Gagosian is pleased to present An Ideal Landscape, a group exhibition exploring contemporary approaches to the depiction of place.
Throughout the history of art, landscape painting has functioned as an important locus of visual symbolism. By situating classical allegories in idyllic pastoral settings, for example, seventeenth-century European artists such as Annibale Carracci and Nicolas Poussin were able to present an idealized view of the world that provided visual theater while also reflecting cultural mores. An Ideal Landscape takes a parallel yet converse approach for our times, presenting the genre as a vehicle for critique of the flawed and fraught social and political landscapes of today’s world.

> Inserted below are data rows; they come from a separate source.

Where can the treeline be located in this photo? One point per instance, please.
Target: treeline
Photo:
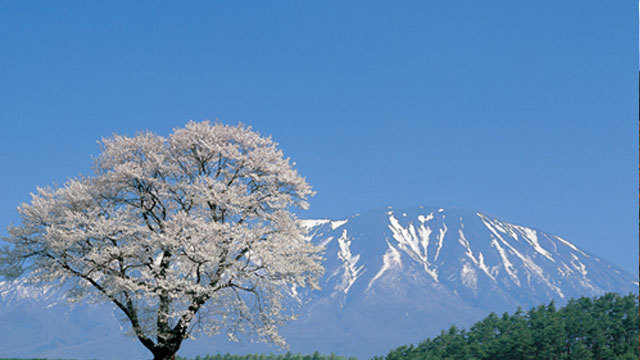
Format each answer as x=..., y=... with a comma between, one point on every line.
x=288, y=356
x=601, y=328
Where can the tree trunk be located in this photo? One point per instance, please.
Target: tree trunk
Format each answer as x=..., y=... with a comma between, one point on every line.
x=164, y=353
x=164, y=356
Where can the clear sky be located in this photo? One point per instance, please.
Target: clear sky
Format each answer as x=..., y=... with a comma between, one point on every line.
x=526, y=110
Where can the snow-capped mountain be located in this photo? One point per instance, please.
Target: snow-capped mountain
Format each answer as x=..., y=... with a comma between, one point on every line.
x=392, y=277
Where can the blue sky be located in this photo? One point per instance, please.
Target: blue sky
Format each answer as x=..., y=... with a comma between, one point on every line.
x=524, y=110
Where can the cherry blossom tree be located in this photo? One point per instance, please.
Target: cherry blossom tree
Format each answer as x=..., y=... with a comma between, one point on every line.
x=186, y=235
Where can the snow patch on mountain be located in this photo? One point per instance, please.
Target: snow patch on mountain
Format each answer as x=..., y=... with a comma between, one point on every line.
x=336, y=224
x=351, y=270
x=390, y=260
x=410, y=242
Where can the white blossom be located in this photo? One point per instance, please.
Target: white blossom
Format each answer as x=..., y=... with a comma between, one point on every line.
x=187, y=234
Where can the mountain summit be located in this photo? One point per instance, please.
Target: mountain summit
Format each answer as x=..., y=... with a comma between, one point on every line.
x=392, y=277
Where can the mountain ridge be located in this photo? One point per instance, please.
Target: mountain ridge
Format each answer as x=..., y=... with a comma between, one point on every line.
x=393, y=276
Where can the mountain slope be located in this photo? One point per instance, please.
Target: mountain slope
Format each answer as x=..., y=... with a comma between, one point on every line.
x=392, y=277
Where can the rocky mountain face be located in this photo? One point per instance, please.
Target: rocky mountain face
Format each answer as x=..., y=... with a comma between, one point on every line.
x=392, y=277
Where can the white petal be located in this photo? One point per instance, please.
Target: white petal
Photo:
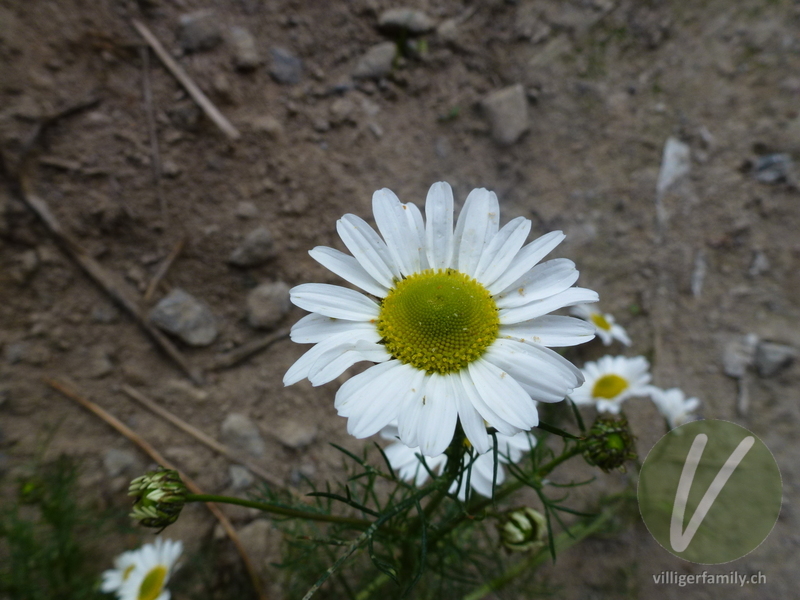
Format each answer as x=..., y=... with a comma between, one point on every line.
x=417, y=226
x=502, y=250
x=537, y=308
x=368, y=249
x=348, y=268
x=438, y=416
x=547, y=279
x=315, y=328
x=551, y=330
x=471, y=421
x=484, y=409
x=334, y=301
x=380, y=403
x=477, y=225
x=335, y=362
x=439, y=230
x=393, y=225
x=335, y=343
x=526, y=258
x=504, y=395
x=548, y=373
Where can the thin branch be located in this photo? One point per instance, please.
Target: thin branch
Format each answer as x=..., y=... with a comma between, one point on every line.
x=191, y=87
x=110, y=419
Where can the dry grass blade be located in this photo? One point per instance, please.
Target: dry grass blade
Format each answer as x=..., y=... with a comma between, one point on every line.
x=72, y=394
x=197, y=95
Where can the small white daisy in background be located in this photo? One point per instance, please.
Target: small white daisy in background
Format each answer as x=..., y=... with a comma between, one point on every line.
x=606, y=327
x=460, y=323
x=405, y=461
x=146, y=571
x=674, y=405
x=611, y=380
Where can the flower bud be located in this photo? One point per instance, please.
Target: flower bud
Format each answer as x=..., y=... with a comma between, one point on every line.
x=160, y=496
x=609, y=444
x=522, y=529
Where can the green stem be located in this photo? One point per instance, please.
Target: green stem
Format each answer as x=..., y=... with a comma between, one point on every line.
x=279, y=510
x=563, y=542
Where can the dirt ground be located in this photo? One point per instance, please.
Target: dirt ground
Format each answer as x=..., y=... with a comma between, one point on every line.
x=605, y=84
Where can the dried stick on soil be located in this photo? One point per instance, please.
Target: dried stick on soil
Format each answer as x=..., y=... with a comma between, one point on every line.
x=151, y=129
x=242, y=353
x=102, y=278
x=72, y=394
x=199, y=435
x=181, y=75
x=163, y=268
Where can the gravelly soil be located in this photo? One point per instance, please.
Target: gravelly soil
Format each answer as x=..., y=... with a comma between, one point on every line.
x=606, y=83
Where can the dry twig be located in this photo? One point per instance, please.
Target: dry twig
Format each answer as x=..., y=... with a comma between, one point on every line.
x=199, y=435
x=195, y=92
x=242, y=353
x=110, y=419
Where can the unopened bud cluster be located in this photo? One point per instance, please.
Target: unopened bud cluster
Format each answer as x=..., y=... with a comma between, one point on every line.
x=522, y=529
x=160, y=497
x=609, y=443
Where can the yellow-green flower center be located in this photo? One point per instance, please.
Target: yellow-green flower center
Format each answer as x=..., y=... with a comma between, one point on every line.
x=600, y=321
x=153, y=583
x=609, y=386
x=438, y=321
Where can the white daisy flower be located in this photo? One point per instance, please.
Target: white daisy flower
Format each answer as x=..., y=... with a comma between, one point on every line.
x=154, y=563
x=406, y=462
x=123, y=566
x=611, y=380
x=674, y=406
x=605, y=326
x=459, y=328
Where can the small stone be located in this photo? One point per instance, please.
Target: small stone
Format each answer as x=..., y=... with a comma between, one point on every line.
x=99, y=363
x=773, y=168
x=739, y=354
x=241, y=433
x=285, y=67
x=267, y=304
x=676, y=161
x=507, y=111
x=187, y=317
x=771, y=358
x=397, y=21
x=296, y=434
x=376, y=62
x=116, y=462
x=255, y=249
x=241, y=477
x=199, y=31
x=246, y=210
x=245, y=51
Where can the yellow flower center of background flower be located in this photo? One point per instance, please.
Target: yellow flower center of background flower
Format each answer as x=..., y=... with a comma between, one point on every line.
x=153, y=583
x=600, y=321
x=609, y=386
x=438, y=321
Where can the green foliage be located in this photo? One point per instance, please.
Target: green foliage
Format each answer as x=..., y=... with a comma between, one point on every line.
x=44, y=536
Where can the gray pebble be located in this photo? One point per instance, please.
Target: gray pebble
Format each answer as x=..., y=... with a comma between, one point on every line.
x=187, y=317
x=241, y=433
x=771, y=358
x=285, y=67
x=241, y=477
x=255, y=249
x=376, y=62
x=507, y=111
x=738, y=354
x=245, y=50
x=199, y=31
x=267, y=304
x=397, y=21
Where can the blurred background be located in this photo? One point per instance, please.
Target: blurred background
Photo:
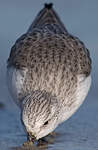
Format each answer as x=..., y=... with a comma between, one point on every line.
x=81, y=20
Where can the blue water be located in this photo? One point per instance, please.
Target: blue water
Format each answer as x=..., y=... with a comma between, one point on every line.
x=80, y=132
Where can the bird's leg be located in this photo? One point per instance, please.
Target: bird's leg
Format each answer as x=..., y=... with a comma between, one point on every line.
x=49, y=139
x=53, y=134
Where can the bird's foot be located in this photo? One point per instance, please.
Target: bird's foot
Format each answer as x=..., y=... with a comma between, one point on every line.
x=30, y=140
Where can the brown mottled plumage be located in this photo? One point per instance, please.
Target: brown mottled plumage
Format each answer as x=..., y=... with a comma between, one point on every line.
x=49, y=60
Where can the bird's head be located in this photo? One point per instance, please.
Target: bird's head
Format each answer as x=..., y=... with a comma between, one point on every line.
x=40, y=113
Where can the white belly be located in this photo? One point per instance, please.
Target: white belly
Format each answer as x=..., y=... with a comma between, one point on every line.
x=83, y=86
x=15, y=80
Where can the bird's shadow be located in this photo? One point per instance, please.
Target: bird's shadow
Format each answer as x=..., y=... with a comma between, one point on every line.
x=41, y=145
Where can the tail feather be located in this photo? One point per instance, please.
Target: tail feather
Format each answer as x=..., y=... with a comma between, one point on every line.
x=46, y=16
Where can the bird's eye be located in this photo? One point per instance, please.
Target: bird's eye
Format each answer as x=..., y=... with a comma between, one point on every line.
x=46, y=123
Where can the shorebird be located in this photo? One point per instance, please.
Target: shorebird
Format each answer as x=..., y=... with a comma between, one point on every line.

Some works on view, such as Helen Frankenthaler’s luminous Peacock Alley (1990), conceive landscape as atmospheric abstraction, while others present imagined locations that capture their creators’ longing for alternative yet elusive states of being. Some artists literally incorporate elements of real environments to explore formal concerns relating to composition, medium, and color. Combining both new industrial materials and salvaged fragments from roofs that once sheltered human life, the scarred skyline of Theaster Gates’s suggestively titled Red City (2020) evokes the grit and precarity of urban existence. In the sunset scene of Light on the Mountain (2020), Jennifer Guidi takes a similarly unorthodox material approach; she incorporates sand into her oil paints, allowing her to make dimensional, mandala-like marks across the surface of her canvas in an exploration of the mystical and the meditative. Despite their vastly different methods and philosophies, the artists featured in An Ideal Landscape are united by a shared desire not only to portray the lived world—but also to reshape it.
The exhibition includes works by Georg Baselitz, Urs Fischer, Walton Ford, Helen Frankenthaler, Theaster Gates, Jennifer Guidi, Neil Jenney, Adam McEwen, Albert Oehlen, Ed Ruscha, Mary Weatherford, and Jonas Wood.